Friday, September 24, 2010

The realities of my moral pain (1)


My grand mother
On my way to find the true reasons of my moral pain that is taking the shit out of me, and in continuation of my articles “this life of mine”, I judged necessary for myself and the few ones who care for me to talk about what plays a huge role in hurting my smile daily.
I remember the first article i published about my grandmother few months ago, and I remember also that I adopted a funny style in writing it for my Spanish classes.
From that time till now, many things changed in my grand mom’s attitude but unfortunately not to the best.
In the Algerian culture; there is a proverb that I absolutely don’t believe in, which says: more precious than the son, is the son of the son.
It means that the grandson is supposed to be loved by his grandparents much more than his dad or mom.
To some extends, this is true! My grandparents do love their grandsons as much as they hate me, and I might seem mad if I tell you that it doesn’t surprise me because I am a real individual who doesn’t fake a smile to get benefit and this is the real difference between me and the others.
Even though my situation seems to some of my friends a simple one, for me, it doesn’t.
I just spent three days on this article and I am still not done with it. Whenever I remember something to post, I feel terribly bad that I stop directly writing.
Many words would join each other to describe her behavior: jalousy, madness, love of control, lack of interest from her sons and daughters.
I don’t know which one is exactly the right feeling that she is using against me but I am quite convinced that what she does isn’t for my benefit.
I realized recently that I am losing the smallest rights that you all live with and don’t even think of because they are too obvious.
I can’t take showers whenever I want, she thinks I am exaggerating with water and I have to pay the bills.
I never use the phone but I have to pay their communications just because I need an active landline to maintain my connection working.
When I decide to cook, I have no right to use the vegetables at home. I need to go to get myself what I need and above all, no one eats except me and my mom.
She insults me because I used to be a university student. Studies are for men only!
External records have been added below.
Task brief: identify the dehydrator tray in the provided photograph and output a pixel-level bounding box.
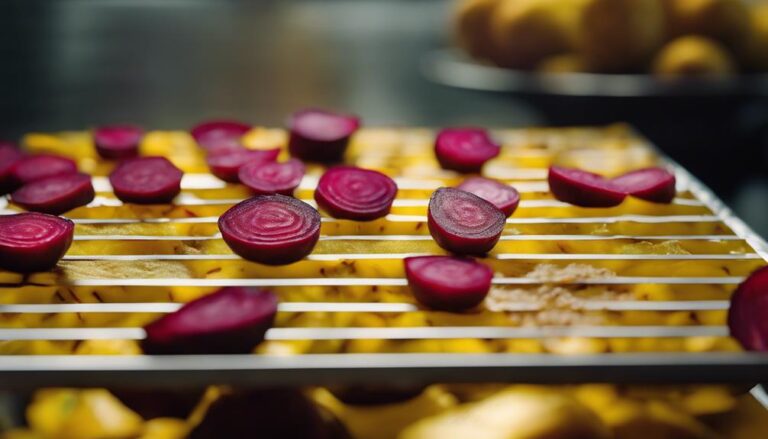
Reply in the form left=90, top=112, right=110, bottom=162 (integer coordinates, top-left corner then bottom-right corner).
left=0, top=126, right=768, bottom=388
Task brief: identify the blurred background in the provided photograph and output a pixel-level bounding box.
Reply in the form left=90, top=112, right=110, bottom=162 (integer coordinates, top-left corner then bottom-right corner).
left=0, top=0, right=768, bottom=236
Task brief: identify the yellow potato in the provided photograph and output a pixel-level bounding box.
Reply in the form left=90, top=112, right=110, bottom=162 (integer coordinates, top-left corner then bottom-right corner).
left=455, top=0, right=500, bottom=59
left=399, top=386, right=610, bottom=439
left=490, top=0, right=583, bottom=69
left=27, top=389, right=143, bottom=439
left=536, top=53, right=589, bottom=73
left=653, top=36, right=736, bottom=77
left=579, top=0, right=664, bottom=72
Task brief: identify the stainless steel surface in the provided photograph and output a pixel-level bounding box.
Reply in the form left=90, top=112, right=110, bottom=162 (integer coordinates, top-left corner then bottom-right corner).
left=0, top=353, right=768, bottom=388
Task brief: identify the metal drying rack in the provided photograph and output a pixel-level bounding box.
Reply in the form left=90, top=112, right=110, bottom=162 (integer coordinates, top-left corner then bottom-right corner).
left=0, top=132, right=768, bottom=390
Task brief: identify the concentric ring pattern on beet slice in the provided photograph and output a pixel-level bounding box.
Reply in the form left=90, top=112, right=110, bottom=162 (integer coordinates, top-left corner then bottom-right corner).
left=190, top=120, right=251, bottom=149
left=288, top=109, right=360, bottom=163
left=611, top=168, right=677, bottom=204
left=457, top=177, right=520, bottom=216
left=0, top=142, right=22, bottom=195
left=0, top=212, right=75, bottom=273
left=239, top=159, right=304, bottom=196
left=728, top=267, right=768, bottom=352
left=315, top=166, right=397, bottom=221
left=11, top=173, right=95, bottom=215
left=219, top=194, right=320, bottom=265
left=549, top=166, right=626, bottom=207
left=142, top=287, right=277, bottom=355
left=93, top=125, right=144, bottom=160
left=109, top=157, right=184, bottom=204
left=205, top=146, right=280, bottom=183
left=11, top=154, right=77, bottom=187
left=435, top=128, right=501, bottom=173
left=405, top=256, right=493, bottom=311
left=427, top=188, right=506, bottom=255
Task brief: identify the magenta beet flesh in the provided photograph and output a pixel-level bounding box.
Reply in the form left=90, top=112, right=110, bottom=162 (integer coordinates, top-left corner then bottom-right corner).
left=427, top=188, right=506, bottom=255
left=109, top=157, right=184, bottom=204
left=457, top=177, right=520, bottom=216
left=93, top=125, right=144, bottom=160
left=0, top=212, right=75, bottom=273
left=288, top=109, right=360, bottom=163
left=205, top=146, right=280, bottom=183
left=728, top=267, right=768, bottom=352
left=405, top=256, right=493, bottom=311
left=435, top=128, right=501, bottom=173
left=0, top=142, right=22, bottom=195
left=11, top=173, right=95, bottom=215
left=142, top=287, right=277, bottom=355
left=611, top=168, right=676, bottom=204
left=219, top=194, right=320, bottom=265
left=190, top=120, right=251, bottom=149
left=315, top=166, right=397, bottom=221
left=238, top=159, right=304, bottom=196
left=11, top=154, right=77, bottom=187
left=549, top=166, right=626, bottom=207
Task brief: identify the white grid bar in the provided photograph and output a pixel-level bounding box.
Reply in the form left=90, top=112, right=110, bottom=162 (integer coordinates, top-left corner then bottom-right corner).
left=0, top=326, right=728, bottom=340
left=63, top=253, right=762, bottom=261
left=18, top=276, right=744, bottom=287
left=0, top=300, right=729, bottom=314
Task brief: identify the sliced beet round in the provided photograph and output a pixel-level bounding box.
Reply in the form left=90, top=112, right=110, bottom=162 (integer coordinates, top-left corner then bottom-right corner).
left=219, top=194, right=320, bottom=265
left=611, top=168, right=677, bottom=204
left=109, top=157, right=184, bottom=204
left=11, top=154, right=77, bottom=187
left=142, top=287, right=277, bottom=355
left=93, top=125, right=144, bottom=160
left=205, top=146, right=280, bottom=183
left=427, top=188, right=506, bottom=255
left=288, top=109, right=360, bottom=163
left=435, top=128, right=501, bottom=173
left=457, top=177, right=520, bottom=216
left=405, top=256, right=493, bottom=311
left=11, top=173, right=95, bottom=215
left=0, top=212, right=75, bottom=273
left=728, top=267, right=768, bottom=351
left=0, top=142, right=22, bottom=195
left=238, top=159, right=304, bottom=196
left=549, top=166, right=626, bottom=207
left=190, top=120, right=251, bottom=149
left=315, top=166, right=397, bottom=221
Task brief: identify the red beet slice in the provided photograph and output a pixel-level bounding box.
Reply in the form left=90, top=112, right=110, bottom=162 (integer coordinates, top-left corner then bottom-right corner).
left=435, top=128, right=501, bottom=173
left=11, top=154, right=77, bottom=187
left=206, top=146, right=280, bottom=183
left=219, top=194, right=320, bottom=265
left=728, top=267, right=768, bottom=351
left=457, top=177, right=520, bottom=216
left=611, top=168, right=677, bottom=204
left=0, top=212, right=75, bottom=273
left=142, top=287, right=277, bottom=355
left=11, top=173, right=95, bottom=215
left=190, top=120, right=251, bottom=149
left=427, top=188, right=506, bottom=255
left=549, top=166, right=626, bottom=207
left=405, top=256, right=493, bottom=311
left=93, top=125, right=144, bottom=160
left=109, top=157, right=184, bottom=204
left=238, top=159, right=304, bottom=196
left=315, top=166, right=397, bottom=221
left=0, top=142, right=22, bottom=195
left=288, top=109, right=360, bottom=163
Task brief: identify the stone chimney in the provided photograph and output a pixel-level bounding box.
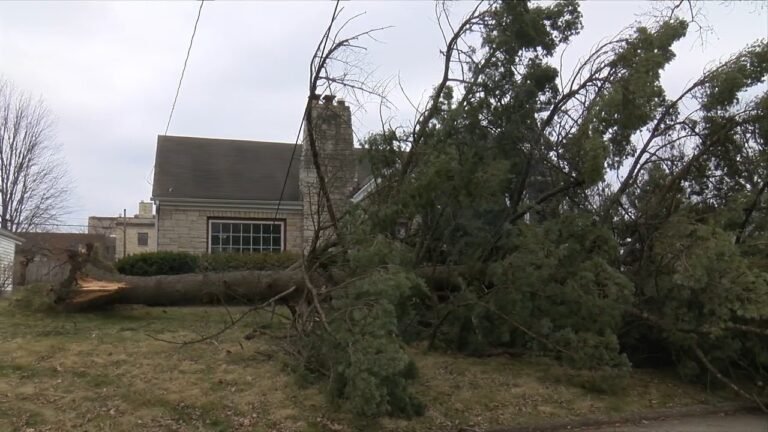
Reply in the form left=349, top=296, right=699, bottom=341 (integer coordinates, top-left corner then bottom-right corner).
left=136, top=201, right=152, bottom=218
left=299, top=95, right=356, bottom=249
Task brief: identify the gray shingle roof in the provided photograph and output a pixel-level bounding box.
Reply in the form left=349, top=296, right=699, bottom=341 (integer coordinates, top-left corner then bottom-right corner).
left=152, top=135, right=371, bottom=201
left=152, top=135, right=301, bottom=201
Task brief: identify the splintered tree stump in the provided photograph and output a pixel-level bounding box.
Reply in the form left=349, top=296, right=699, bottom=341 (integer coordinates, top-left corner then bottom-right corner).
left=56, top=270, right=306, bottom=311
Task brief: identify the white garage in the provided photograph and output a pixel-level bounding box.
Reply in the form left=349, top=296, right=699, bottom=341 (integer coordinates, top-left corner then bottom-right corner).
left=0, top=228, right=24, bottom=291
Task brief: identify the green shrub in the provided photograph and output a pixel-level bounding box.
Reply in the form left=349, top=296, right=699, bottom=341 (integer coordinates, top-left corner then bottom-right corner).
left=197, top=252, right=300, bottom=272
left=115, top=248, right=300, bottom=276
left=115, top=252, right=199, bottom=276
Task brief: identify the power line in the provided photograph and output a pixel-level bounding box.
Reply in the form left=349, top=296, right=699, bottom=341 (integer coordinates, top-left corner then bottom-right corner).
left=165, top=0, right=205, bottom=135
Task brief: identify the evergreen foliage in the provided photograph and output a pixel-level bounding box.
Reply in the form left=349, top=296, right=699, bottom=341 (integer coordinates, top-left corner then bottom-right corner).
left=301, top=1, right=768, bottom=417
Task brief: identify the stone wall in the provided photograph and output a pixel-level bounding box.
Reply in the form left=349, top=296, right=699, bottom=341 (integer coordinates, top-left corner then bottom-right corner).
left=88, top=216, right=157, bottom=259
left=299, top=96, right=356, bottom=250
left=157, top=205, right=302, bottom=253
When we are eating all together and she doesn’t like something in her plate, she takes it and throw it into mine..This makes me sick, and what makes me feel worse is to remember that she was the one behind the incident that happened to me last march; an incident that changed my whole life and made of me a real bad person following my own judgment.
Remembering these events affect my mind a lot. I am sincerely feeling terribly bad day by day and being surrounded by people like her doesn’t help me to fix myself.
The 10th week of my moral pain, and I am sure that this free fall will last for quite long time. I am disgusted of the whole of the world and sincerely nothing and no one can draw a smile on lips for the present moment.
I hope that God, the biggest and the only one present for all his creatures will be beside me and won’t leave me alone.

1 comment:

Oldstone said...

Le pourquoi et le comment des choses n'est qu'une écume que l'on a tendance à croire solide. Vous avez besoin d'impressionner vos sens.